The scene at this busy traffic intersection near Uttam Nagar in west Delhi reminds one of an old town where traffic rules and road discipline are yet to become a part of life.
No wonder, driving along this narrow stretch of Najafgarh Road — known as Shivaji Marg now — between Uttam Nagar and beyond and Central Delhi during rush hours is a nightmare.
Probably the only road that connects Central Delhi with a host of denselypopulated residential colonies that have come up along the stretch over the past couple of decades and several villages in West Delhi, Shivaji Marg serves as the lifeline for many.
According to an estimate, more than a lakh vehicles drive through this part of the stretch on any given day. The road carries twice the number of vehicles it is designed for. The Metro corridor (the longest line connecting Dwarka with Noida and Vaishali) that runs along the road though did manage to take a small number of vehicles off the road when it was thrown open for the public almost six years back. But the relief was gone in a few months and the road is now more crowded than ever before.
As you drive towards Uttam Nagar from Rajouri Garden, the chaos becomes visible from the Janakpuri West Metro station. Scores of cycle-rickshaws, battery-operated e-rickshaws and shared auto-rickshaws run under the tag of ‘Grameen Sewa’ take over every inch of space meant for them and also spill over to the road, obstructing the movement of vehicles.
The worst, however, is the Shivaji Road-Pankha Road intersection. Fruit and vegetable sellers and petty vendors have encroached upon the limited road space. The number of these vendors increases during the festival season.
“A lot of people stop their vehicles to buy fruits and vegetables. Since this market is located right at the intersection, it leads to traffic snarls. The situation is similar on the other carriageway too,” said Manoj Narang, a resident of Uttam Nagar who takes this stretch every day to travel to his office in Keshav Puram.
Heavy pedestrian movement makes life difficult for motorists as well as the pedestrian themselves. Pedestrians are often found crossing the road even when the traffic light is green, obstructing traffic movement. There is no pedestrian facility at the crossing. The nearest one is through the non-paid area of the Uttam Nagar West Metro station — at least 100 metres away from the traffic junction.
“Why would somebody walk 100 metres and then climb stairs and come back 100 metres again if he has to merely go to the other side of the road? The government should have planned something for pedestrians when the metro’s elevated track was being constructed,” said RP Gupta, a daily commuter.
While a DTC bus terminal next to the metro station is a major convenience for thousands of people living in the neighbouring colonies, it is also a cause of worry for motorists and traffic police alike. Frequent movement of buses in and out of the terminal hampers the smooth flow of vehicular movement. The buses parked outside the terminal block the right of way for many.
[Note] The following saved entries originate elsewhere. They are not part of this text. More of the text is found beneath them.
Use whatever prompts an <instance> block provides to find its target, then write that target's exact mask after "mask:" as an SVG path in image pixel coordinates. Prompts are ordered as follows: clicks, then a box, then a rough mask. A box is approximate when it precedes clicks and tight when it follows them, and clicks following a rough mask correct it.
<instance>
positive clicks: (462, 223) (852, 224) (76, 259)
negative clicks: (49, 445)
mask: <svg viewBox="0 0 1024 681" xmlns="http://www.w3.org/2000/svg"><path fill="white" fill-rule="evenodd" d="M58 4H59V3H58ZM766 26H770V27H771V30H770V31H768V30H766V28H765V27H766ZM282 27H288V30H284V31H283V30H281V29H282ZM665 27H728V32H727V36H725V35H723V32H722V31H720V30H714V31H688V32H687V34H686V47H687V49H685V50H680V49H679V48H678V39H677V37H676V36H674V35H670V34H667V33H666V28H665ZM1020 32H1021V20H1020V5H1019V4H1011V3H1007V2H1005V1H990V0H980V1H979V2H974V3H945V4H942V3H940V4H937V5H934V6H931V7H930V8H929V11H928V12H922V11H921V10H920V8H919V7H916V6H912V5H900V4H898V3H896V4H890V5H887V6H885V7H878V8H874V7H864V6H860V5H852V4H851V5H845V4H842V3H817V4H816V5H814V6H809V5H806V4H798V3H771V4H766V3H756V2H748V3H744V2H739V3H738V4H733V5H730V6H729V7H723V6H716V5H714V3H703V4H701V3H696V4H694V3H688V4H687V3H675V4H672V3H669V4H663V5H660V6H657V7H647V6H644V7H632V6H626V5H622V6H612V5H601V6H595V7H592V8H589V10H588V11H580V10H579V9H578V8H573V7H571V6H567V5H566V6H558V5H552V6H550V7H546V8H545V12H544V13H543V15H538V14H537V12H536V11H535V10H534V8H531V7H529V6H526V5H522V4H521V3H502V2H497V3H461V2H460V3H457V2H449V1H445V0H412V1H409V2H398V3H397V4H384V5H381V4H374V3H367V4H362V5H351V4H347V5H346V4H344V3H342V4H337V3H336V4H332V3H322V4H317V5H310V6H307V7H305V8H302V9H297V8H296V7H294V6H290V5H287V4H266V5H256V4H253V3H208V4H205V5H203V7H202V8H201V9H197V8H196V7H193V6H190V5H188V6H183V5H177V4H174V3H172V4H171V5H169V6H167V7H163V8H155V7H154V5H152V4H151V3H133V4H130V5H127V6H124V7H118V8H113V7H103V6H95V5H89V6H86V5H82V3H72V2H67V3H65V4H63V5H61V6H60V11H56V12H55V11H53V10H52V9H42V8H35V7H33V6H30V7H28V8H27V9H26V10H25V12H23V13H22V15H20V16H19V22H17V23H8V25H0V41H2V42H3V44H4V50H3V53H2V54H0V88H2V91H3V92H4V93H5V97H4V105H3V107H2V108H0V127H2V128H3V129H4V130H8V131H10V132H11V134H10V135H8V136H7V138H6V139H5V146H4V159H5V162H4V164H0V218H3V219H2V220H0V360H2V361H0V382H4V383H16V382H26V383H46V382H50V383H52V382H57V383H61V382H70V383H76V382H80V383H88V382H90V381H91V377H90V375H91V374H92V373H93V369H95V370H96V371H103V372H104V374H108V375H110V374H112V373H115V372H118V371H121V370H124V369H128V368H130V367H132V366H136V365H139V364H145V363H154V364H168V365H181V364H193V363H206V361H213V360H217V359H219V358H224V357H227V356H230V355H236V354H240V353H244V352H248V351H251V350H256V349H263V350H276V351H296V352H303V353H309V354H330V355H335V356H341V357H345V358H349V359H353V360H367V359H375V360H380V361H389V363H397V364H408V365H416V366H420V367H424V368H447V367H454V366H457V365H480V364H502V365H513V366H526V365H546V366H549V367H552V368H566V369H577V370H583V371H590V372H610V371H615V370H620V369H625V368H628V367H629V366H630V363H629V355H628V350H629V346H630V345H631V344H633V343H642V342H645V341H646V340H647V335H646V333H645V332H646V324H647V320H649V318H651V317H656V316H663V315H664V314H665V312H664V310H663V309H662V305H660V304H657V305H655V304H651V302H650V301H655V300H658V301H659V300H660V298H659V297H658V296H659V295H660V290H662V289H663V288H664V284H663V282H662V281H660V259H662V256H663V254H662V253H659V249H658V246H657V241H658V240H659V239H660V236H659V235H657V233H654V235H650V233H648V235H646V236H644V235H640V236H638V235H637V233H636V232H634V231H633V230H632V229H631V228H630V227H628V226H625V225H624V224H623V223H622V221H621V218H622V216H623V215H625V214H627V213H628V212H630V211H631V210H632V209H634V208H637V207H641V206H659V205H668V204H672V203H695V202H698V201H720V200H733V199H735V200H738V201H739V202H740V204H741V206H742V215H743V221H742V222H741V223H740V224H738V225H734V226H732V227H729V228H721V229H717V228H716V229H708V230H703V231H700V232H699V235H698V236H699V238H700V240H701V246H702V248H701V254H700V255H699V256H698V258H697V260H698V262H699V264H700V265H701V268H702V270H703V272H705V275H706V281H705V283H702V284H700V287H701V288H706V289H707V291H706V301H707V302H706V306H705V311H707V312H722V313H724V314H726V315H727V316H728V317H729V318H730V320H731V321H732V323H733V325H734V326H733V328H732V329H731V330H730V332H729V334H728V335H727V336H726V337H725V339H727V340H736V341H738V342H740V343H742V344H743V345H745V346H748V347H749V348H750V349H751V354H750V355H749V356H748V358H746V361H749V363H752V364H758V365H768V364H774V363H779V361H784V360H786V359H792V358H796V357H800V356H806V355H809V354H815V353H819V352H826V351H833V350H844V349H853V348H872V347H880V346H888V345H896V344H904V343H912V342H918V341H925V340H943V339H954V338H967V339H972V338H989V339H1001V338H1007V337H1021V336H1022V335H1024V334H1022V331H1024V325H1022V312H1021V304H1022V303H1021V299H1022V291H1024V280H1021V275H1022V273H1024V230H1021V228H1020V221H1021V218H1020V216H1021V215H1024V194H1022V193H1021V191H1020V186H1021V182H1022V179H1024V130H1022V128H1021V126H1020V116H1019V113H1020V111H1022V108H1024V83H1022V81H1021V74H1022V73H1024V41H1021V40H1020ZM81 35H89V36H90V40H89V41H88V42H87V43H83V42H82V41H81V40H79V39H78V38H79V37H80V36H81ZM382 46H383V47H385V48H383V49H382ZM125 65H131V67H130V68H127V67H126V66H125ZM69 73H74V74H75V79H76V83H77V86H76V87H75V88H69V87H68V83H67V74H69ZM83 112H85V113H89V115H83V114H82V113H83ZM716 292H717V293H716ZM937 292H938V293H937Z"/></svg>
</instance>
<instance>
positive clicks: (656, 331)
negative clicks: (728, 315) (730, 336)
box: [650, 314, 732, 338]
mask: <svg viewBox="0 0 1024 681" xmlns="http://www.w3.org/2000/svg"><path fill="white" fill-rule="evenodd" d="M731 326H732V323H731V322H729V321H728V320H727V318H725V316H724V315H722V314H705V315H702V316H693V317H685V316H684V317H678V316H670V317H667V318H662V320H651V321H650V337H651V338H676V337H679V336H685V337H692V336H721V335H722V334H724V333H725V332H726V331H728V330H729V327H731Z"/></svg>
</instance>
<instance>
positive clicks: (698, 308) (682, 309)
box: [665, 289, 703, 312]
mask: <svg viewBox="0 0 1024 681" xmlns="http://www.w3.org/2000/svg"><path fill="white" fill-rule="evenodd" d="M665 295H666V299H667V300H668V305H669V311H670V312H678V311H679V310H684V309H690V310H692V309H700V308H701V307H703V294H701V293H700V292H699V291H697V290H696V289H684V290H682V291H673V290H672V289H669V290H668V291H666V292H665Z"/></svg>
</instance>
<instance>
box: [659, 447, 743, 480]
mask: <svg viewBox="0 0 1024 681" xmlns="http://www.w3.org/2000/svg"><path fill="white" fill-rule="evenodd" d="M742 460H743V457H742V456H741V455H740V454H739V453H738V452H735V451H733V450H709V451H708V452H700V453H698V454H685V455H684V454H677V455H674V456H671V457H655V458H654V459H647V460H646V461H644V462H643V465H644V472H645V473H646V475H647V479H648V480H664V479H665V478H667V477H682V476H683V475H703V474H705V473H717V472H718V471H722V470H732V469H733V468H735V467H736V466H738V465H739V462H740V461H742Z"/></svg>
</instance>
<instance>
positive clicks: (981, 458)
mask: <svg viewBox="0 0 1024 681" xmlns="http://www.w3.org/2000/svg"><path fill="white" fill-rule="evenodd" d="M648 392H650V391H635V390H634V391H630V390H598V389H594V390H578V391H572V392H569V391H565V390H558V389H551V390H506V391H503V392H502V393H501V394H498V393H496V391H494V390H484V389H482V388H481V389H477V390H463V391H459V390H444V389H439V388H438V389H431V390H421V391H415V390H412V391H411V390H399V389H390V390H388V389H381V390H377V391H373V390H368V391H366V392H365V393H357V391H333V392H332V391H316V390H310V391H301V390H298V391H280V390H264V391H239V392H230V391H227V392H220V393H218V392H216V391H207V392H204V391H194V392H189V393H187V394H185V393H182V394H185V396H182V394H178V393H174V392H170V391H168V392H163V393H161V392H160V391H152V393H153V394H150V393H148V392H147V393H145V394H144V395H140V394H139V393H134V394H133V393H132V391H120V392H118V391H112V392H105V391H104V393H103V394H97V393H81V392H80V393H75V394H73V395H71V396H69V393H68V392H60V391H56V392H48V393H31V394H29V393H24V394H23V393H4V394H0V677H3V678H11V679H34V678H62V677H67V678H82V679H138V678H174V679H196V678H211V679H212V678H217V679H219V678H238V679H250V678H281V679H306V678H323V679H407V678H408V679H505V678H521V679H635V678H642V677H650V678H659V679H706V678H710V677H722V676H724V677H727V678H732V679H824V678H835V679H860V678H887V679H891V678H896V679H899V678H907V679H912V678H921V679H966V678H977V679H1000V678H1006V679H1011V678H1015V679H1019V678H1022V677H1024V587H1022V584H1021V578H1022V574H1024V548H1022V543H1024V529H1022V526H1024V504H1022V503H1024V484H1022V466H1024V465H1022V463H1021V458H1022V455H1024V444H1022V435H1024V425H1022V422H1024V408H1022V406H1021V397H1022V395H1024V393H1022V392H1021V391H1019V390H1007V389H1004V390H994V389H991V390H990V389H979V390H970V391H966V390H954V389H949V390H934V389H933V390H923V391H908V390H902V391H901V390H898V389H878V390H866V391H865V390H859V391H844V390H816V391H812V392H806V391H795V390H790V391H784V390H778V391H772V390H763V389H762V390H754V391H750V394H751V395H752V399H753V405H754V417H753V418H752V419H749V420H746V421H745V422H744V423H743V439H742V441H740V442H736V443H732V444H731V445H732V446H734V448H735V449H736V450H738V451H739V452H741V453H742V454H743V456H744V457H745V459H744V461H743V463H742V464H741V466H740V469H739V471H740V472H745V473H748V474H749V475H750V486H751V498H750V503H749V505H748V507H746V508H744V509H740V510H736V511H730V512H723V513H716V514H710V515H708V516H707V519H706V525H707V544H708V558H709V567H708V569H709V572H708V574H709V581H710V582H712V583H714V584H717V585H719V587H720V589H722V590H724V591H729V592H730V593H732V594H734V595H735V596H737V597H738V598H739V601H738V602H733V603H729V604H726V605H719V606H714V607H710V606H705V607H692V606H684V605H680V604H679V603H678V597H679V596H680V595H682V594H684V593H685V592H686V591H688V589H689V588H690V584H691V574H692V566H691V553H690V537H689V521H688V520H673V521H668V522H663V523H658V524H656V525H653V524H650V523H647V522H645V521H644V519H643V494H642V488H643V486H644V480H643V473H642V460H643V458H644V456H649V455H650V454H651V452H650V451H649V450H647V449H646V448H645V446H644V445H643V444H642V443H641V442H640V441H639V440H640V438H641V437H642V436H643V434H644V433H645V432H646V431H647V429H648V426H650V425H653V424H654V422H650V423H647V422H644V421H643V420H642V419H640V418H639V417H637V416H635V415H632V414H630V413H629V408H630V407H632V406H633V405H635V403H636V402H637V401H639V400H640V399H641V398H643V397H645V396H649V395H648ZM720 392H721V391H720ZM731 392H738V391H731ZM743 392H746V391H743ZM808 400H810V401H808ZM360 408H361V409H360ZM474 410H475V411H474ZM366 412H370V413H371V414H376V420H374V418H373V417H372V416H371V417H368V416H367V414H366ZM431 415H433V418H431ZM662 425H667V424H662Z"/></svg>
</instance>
“We have written to the DTC and also discussed the issue with senior officers but illegally parked buses continue to be a problem,” said a traffic police officer, requesting anonymity.
“Unless these vendors are relocated elsewhere, we cannot ensure the smooth movement of vehicles. But this is an enforcement issue and has to be taken up by the municipal corporation and local police,” the officer added.
The public works department had proposed construction of an underpass for vehicles going towards Vikaspuri from Pankha Road side but the project is yet to see the light of the day.
“The road going towards Vikaspuri is narrow and needs to be widened before the underpass project could be taken up,” the traffic police officer added.
“There is a need to provide a new connectivity to traffic coming from Najafgarh, Dhansa and neighbouring villages to central Delhi to reduce pressure on Najafgarh Road. The extension of Dwarka metro line up to Najafgarh is also expected to take load off this road,” said traffic expert SP Singh.